Number of Triangles When Two Sides Are Given (All Sides are Natural Numbers)

If two sides of a triangle are given as a and b, where \( a \leq b \), and the third side is a natural number, then the number of triangles that can be formed is:

Number of triangles = \( 2a - 1 \)

Condition: \( a, b \in \mathbb{N} \) (natural numbers)

🔍 Proof Using Triangle Inequality

For a triangle with sides \( a, b, c \), the third side \( c \) must satisfy:

\[ |a - b| < c < a + b \]

Since \( a \leq b \), this simplifies to:

\[ b - a < c < a + b \]

Now count how many natural numbers lie between \( b - a \) and \( a + b \):

\[ \text{Number of values} = (a + b - 1) - (b - a + 1) + 1 = 2a - 1 \]

✅ Example

If two sides of a triangle are 5 and 8, how many triangles are possible?

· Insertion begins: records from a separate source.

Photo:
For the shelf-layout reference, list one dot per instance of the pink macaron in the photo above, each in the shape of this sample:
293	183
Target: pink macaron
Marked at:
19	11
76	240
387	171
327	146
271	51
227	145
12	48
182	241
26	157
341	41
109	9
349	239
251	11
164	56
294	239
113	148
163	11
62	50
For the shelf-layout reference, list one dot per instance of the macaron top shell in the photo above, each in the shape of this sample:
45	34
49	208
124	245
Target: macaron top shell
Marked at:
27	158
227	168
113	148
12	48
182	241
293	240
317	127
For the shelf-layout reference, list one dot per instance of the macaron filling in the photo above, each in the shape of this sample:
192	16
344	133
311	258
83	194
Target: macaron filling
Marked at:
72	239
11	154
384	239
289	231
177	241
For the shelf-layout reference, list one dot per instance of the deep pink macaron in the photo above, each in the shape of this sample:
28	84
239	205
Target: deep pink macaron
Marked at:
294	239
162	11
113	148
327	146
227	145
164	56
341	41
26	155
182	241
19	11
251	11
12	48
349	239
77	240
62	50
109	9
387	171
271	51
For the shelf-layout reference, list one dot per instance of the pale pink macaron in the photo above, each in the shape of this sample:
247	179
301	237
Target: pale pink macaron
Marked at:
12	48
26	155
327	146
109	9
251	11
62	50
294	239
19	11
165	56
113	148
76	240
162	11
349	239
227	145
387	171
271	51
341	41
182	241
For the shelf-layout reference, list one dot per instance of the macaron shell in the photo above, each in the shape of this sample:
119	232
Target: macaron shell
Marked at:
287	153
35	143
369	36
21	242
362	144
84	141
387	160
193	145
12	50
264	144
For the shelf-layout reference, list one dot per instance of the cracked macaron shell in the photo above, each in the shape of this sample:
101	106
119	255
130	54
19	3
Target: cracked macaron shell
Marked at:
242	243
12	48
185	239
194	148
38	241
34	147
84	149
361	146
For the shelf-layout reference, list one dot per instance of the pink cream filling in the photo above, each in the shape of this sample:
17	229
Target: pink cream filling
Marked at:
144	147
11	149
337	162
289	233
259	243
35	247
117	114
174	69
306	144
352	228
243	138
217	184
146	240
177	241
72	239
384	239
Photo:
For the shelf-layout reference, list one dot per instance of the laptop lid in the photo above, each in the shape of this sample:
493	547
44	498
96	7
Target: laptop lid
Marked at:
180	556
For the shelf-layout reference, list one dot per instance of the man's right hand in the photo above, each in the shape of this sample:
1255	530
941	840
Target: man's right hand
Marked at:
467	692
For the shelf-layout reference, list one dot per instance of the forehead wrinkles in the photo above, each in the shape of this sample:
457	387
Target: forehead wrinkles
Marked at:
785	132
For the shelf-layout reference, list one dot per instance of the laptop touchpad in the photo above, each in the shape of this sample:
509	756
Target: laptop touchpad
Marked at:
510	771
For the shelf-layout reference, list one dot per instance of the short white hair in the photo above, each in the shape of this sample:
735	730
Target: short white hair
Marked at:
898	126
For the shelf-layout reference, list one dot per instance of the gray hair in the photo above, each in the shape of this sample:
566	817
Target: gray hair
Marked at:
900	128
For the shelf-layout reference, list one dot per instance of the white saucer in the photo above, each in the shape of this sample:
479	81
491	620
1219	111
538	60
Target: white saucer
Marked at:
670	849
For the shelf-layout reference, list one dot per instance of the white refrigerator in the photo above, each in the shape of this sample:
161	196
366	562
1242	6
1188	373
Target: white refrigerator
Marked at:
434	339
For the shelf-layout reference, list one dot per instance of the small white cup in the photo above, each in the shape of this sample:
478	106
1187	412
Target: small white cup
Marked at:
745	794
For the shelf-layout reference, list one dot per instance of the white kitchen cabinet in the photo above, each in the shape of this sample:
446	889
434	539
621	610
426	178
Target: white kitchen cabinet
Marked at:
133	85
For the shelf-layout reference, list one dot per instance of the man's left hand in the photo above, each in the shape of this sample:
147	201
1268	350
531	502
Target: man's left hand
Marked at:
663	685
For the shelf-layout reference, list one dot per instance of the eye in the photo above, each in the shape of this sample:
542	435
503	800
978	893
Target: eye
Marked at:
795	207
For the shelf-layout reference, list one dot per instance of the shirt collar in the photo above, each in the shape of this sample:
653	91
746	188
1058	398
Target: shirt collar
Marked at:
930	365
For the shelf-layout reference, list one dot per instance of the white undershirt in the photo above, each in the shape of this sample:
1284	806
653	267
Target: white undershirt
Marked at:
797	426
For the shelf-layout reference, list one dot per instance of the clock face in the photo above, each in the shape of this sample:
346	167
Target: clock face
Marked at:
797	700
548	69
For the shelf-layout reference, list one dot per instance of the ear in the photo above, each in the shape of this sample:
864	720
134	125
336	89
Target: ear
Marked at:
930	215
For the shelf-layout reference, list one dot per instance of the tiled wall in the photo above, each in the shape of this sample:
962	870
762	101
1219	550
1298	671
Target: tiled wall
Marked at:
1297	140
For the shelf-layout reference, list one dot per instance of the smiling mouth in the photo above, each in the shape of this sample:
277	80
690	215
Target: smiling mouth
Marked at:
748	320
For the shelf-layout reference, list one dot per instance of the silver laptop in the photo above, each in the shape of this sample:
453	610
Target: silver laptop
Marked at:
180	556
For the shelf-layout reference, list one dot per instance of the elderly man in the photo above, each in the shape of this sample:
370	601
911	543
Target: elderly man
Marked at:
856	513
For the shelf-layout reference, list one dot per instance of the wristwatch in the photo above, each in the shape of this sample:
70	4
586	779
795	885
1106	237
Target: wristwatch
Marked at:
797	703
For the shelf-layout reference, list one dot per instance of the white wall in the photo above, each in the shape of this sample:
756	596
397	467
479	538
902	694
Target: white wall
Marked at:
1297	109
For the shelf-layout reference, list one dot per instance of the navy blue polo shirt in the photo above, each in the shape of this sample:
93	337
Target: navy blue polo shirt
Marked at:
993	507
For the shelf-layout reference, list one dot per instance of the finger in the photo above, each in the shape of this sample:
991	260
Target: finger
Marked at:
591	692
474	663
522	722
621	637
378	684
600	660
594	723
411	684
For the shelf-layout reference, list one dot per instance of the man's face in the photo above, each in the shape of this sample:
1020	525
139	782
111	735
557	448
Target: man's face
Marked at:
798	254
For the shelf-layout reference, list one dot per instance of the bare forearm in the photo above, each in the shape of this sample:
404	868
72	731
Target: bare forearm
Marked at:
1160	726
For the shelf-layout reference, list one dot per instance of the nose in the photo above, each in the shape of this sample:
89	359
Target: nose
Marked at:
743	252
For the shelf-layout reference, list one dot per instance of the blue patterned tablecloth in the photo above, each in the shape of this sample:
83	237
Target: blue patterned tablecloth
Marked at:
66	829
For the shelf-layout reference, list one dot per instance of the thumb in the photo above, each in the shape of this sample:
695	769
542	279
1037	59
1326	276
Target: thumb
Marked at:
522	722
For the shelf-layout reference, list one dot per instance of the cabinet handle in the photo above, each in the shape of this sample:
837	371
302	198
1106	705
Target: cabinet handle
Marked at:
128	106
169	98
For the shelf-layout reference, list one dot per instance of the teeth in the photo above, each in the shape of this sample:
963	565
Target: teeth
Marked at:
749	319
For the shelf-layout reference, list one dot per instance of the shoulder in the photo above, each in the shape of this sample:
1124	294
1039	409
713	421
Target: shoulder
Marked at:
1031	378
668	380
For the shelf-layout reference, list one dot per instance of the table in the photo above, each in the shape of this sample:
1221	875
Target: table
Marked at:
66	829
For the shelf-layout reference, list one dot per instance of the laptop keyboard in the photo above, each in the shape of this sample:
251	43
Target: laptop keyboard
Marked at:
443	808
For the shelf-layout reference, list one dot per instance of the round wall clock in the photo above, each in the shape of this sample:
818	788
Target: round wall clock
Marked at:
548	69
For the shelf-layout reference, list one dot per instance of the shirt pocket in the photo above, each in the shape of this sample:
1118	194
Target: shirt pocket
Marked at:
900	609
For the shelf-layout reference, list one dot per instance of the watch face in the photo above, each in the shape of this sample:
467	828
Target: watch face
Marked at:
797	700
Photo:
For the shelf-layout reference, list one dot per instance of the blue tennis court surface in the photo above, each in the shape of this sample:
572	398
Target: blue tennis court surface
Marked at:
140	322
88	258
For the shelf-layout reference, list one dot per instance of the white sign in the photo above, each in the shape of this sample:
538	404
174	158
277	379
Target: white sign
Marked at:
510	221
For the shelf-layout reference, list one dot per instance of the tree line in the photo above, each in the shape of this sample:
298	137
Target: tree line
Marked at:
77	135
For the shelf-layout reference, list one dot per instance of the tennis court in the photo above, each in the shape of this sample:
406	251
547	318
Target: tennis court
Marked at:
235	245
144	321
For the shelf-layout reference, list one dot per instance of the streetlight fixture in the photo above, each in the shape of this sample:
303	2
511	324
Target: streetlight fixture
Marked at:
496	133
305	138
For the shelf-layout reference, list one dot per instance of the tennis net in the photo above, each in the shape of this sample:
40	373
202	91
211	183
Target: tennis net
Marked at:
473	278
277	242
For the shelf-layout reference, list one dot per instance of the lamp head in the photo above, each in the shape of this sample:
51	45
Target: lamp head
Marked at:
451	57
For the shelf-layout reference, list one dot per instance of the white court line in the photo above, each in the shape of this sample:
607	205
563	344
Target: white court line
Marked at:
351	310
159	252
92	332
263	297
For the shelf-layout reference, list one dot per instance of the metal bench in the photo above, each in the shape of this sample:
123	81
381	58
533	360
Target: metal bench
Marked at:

Let \( a = 5 \), \( b = 8 \)

Then, the number of triangles = \( 2 \times 5 - 1 = 9 \)

Possible third sides: 4, 5, 6, 7, 8, 9, 10, 11, 12 (9 values)

📌 Key Takeaway

Always take the smaller side as a in the formula.
This shortcut is valid only when all sides are natural numbers (positive integers).
Very useful in exams like CAT, XAT, SSC CGL, etc. for saving time.